Она — не модный тип литературной дамы:

«Сонату Крейцера» не может в пять минут

Подробно разобрать и автора на суд

Привлечь, и заключить: «Я здесь не вижу драмы!..»

Не режет в перламутр оправленным ножом

Изящные листы французских книг Лёмерра

И не бранит, гордясь критическим чутьем,

Столь непонятного для русских дам Флобера;

И в светской болтовне, как будто невзначай,

Ни мыслью книжною, ни фразой либеральной

Не думает блеснуть, и, разливая чай,

Не хвалит Paul Bourget с улыбкою банальной…

В лице глубокая печаль и доброта,

Она застенчива, спокойна и проста,

И, вместо умных книг, лишь предана заботе

О кашле Наточки, о кушанье, дровах,

О шубках для зимы — об этих мелочах,

Что иногда важней серьезных дел. В капоте

Домашнем, стареньком, наружностью своей

Не занимается и хочет некрасивой

И старше лет своих казаться: для детей

Она живет. Но я считал ее ленивой

И опустившейся. Я помню, иногда

Они к ней прибегут: «Пусти нас на качели!»

Но мама много раз клялась, что никогда

Не пустить, а меж тем, они достигнут цели.
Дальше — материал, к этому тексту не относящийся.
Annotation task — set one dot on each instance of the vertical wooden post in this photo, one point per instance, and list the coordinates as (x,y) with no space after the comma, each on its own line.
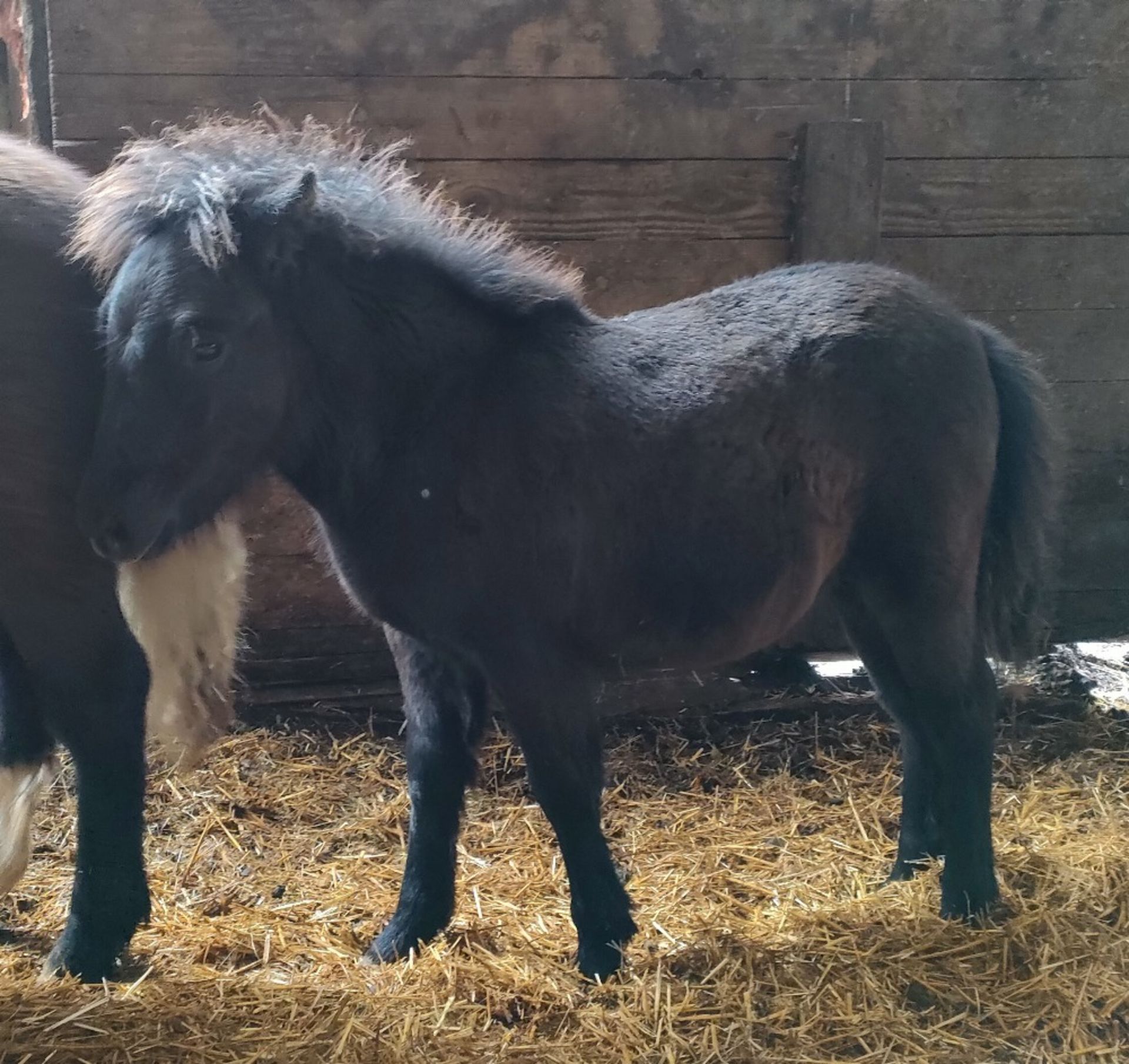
(38,56)
(839,215)
(25,78)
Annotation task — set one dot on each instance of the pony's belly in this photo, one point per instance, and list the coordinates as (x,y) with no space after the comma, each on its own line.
(747,627)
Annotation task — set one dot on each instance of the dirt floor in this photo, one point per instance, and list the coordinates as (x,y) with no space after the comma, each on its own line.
(756,850)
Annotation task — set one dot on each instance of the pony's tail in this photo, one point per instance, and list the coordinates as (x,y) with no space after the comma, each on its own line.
(185,609)
(1016,559)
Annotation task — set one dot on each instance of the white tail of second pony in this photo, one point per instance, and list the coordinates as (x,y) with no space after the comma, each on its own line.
(185,609)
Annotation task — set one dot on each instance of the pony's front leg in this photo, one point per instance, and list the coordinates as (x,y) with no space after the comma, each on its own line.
(445,703)
(99,715)
(555,720)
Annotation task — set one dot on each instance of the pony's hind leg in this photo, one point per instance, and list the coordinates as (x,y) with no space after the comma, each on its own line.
(944,698)
(25,763)
(919,833)
(445,703)
(556,723)
(96,708)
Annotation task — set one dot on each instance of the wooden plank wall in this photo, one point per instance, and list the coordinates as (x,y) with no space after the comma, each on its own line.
(653,144)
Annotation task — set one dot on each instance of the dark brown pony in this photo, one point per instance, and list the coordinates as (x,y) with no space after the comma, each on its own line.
(71,670)
(531,496)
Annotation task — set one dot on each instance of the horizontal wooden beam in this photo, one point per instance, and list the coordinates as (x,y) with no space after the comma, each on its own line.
(771,39)
(460,118)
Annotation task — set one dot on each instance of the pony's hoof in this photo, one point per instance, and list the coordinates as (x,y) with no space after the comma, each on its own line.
(395,943)
(88,958)
(599,962)
(969,906)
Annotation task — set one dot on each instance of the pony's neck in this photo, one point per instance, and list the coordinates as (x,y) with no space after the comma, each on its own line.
(385,339)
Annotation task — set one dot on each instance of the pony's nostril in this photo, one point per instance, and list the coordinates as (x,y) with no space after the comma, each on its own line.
(112,541)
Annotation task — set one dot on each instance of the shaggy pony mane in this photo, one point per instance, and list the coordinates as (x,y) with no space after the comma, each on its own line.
(202,178)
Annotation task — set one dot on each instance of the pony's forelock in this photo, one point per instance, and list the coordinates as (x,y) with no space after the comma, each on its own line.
(200,178)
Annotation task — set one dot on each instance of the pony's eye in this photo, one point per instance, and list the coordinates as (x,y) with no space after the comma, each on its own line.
(207,347)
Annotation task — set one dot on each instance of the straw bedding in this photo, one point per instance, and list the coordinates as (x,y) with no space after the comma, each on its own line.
(754,851)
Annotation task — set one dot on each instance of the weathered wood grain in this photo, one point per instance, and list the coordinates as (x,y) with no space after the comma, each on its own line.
(839,199)
(603,119)
(622,200)
(993,197)
(1094,415)
(773,39)
(1020,272)
(1090,345)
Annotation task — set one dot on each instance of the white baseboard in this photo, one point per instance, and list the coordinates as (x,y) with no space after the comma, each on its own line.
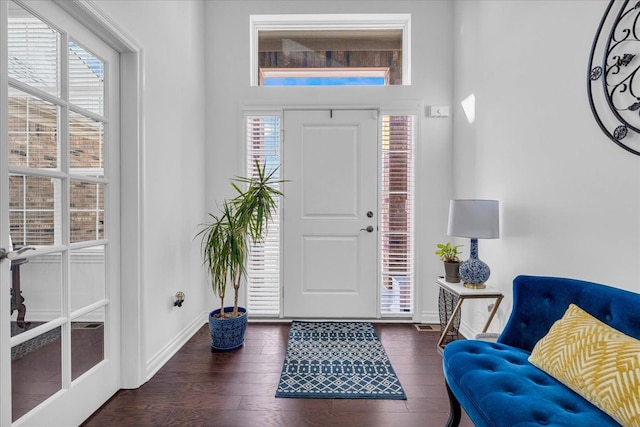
(168,351)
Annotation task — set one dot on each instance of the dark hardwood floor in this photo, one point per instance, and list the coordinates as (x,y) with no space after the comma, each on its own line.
(200,388)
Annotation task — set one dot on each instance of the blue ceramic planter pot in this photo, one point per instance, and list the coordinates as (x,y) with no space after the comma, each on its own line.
(227,334)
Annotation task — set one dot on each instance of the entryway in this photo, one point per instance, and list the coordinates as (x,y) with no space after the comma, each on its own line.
(330,213)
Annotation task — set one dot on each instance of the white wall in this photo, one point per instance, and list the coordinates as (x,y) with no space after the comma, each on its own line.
(228,93)
(171,34)
(570,197)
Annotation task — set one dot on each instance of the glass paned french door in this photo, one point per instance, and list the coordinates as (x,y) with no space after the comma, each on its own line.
(59,159)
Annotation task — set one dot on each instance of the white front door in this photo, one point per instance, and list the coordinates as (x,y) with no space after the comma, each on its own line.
(330,214)
(59,197)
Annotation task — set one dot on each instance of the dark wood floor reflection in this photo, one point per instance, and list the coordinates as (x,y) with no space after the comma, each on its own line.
(200,388)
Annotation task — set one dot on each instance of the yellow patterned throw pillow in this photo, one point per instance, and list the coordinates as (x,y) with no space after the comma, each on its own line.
(596,361)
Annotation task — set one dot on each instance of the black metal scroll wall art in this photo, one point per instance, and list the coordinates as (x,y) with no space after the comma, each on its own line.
(613,82)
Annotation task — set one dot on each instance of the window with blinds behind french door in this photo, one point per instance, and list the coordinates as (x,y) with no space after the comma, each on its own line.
(396,245)
(397,220)
(263,270)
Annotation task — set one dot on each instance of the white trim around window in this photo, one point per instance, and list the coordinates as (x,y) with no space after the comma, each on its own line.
(401,21)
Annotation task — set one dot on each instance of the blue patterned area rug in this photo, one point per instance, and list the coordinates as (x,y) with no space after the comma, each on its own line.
(337,360)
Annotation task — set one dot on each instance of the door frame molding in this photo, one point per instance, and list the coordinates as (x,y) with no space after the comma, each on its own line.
(395,107)
(132,139)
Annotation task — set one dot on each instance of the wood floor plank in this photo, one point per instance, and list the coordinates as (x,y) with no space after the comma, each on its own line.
(200,388)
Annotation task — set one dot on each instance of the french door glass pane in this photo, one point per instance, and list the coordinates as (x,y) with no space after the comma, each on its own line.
(87,342)
(87,276)
(36,371)
(32,51)
(86,210)
(34,210)
(33,131)
(86,145)
(86,79)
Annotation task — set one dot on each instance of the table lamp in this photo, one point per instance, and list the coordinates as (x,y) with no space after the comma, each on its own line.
(476,219)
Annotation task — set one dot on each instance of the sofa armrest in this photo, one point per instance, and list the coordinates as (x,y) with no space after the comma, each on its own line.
(539,301)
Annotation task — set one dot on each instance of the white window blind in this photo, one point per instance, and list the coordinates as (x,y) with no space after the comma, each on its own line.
(397,199)
(38,137)
(263,270)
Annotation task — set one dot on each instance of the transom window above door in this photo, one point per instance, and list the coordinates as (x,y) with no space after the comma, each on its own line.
(330,50)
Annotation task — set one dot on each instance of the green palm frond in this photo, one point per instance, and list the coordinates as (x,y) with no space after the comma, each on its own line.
(226,238)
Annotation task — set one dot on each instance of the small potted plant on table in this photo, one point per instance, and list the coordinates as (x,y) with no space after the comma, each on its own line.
(449,255)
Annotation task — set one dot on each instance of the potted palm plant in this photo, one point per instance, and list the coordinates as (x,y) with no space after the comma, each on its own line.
(226,242)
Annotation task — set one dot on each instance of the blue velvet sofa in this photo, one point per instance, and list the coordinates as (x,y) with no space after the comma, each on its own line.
(495,383)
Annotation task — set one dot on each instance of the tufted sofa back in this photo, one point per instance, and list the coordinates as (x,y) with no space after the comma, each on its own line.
(539,301)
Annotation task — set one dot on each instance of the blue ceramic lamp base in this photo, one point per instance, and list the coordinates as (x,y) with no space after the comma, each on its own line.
(473,272)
«Родная, милая!..» и, наконец, она

Уступит, ласками детей побеждена,

Хоть слышать, бедная, не может хладнокровно,

Как подозрительно скрипят гнилые бревна.

При первой шалости детей она опять

Прибегнуть к строгости решается, горюет,

Что портит девочек, что слишком их балует,

И все-таки ни в чем не может отказать.

Она казалась мне такой обыкновенной,

Такою слабою… Потом я видел раз

Ее в несчастии: я помню, в трудный час,

Почти веселая, с улыбкой неизменной,

Она была еще спокойней. В эту ночь

Лежала при смерти ее родная дочь.

Я чувствовал, что смерть подходит к изголовью

Любимой женщины… Со всей моей любовью

Я был беспомощен и жалок, как дитя.

А мать легко, без слез, как будто бы шутя,

Что нужно делала и что-то говорила

Простое, нежное… На выраженье глаз,

На кроткое лицо взглянув, — какая сила

У этой женщины, я понял в первый раз.